Ossian's Grave in Glenann, Country Antrim, Ireland
This incredible court cairn from the Stone Age is traditionally known as the grave of the warrior poet (awesome job) Ossian, a son of Finn MacCool
John Hewitt, poet of the glens, who is now buried in the same field, wrote a poem about the landmark:
We stood and pondered on the stones whose plan displays their pattern still; the small blunt arc, and, sill by sill, the pockets stripped of shards and bones. The legend has it, Ossian lies beneath this landmark on the hill, asleep till Fionn and Oscar rise to summon his old bardic skill in hosting their last enterprise.

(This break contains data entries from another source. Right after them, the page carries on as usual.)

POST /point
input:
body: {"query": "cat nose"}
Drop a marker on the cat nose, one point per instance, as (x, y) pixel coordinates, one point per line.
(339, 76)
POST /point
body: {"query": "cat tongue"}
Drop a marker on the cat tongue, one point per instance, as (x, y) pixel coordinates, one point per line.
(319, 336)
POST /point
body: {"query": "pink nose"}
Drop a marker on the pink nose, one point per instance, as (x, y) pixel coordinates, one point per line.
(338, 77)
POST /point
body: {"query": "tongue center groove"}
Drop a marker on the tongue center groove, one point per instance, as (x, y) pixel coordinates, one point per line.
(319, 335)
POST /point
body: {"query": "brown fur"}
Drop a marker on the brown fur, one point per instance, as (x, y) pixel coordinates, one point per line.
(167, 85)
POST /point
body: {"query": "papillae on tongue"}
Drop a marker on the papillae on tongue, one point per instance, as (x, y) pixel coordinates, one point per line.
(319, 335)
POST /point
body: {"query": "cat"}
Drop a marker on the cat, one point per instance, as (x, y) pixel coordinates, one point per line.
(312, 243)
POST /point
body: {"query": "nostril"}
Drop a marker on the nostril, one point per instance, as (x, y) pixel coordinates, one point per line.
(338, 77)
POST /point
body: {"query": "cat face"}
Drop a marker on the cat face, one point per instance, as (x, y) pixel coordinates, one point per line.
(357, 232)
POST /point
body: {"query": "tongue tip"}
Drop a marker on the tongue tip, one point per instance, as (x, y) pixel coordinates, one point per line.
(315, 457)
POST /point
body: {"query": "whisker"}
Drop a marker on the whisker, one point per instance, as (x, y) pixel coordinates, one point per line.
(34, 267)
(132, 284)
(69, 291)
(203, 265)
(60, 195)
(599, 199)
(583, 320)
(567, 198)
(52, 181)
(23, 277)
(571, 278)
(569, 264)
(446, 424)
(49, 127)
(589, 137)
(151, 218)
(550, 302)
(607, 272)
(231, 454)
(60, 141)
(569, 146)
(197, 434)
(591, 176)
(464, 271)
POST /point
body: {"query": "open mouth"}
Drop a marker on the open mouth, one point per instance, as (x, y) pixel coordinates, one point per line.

This, stricter scholarship denies, declares this megalithic form millennia older than his time - if such lived ever, out of rime - was shaped beneath Sardinian skies, was coasted round the capes of Spain, brought here through black Biscayan storm, to keep men's hearts in mind of home and its tall Sun God, wise and warm, across the walls of toppling foam, against this twilight and the rain. I cannot tell; would ask no proof; let either story stand for true, as heart or head shall rule. Enough that, our long meditation done, as we paced down the broken lane by the dark hillside's holly trees, a great white horse with lifted knees came stepping past us, and we knew his rider was no tinker's son.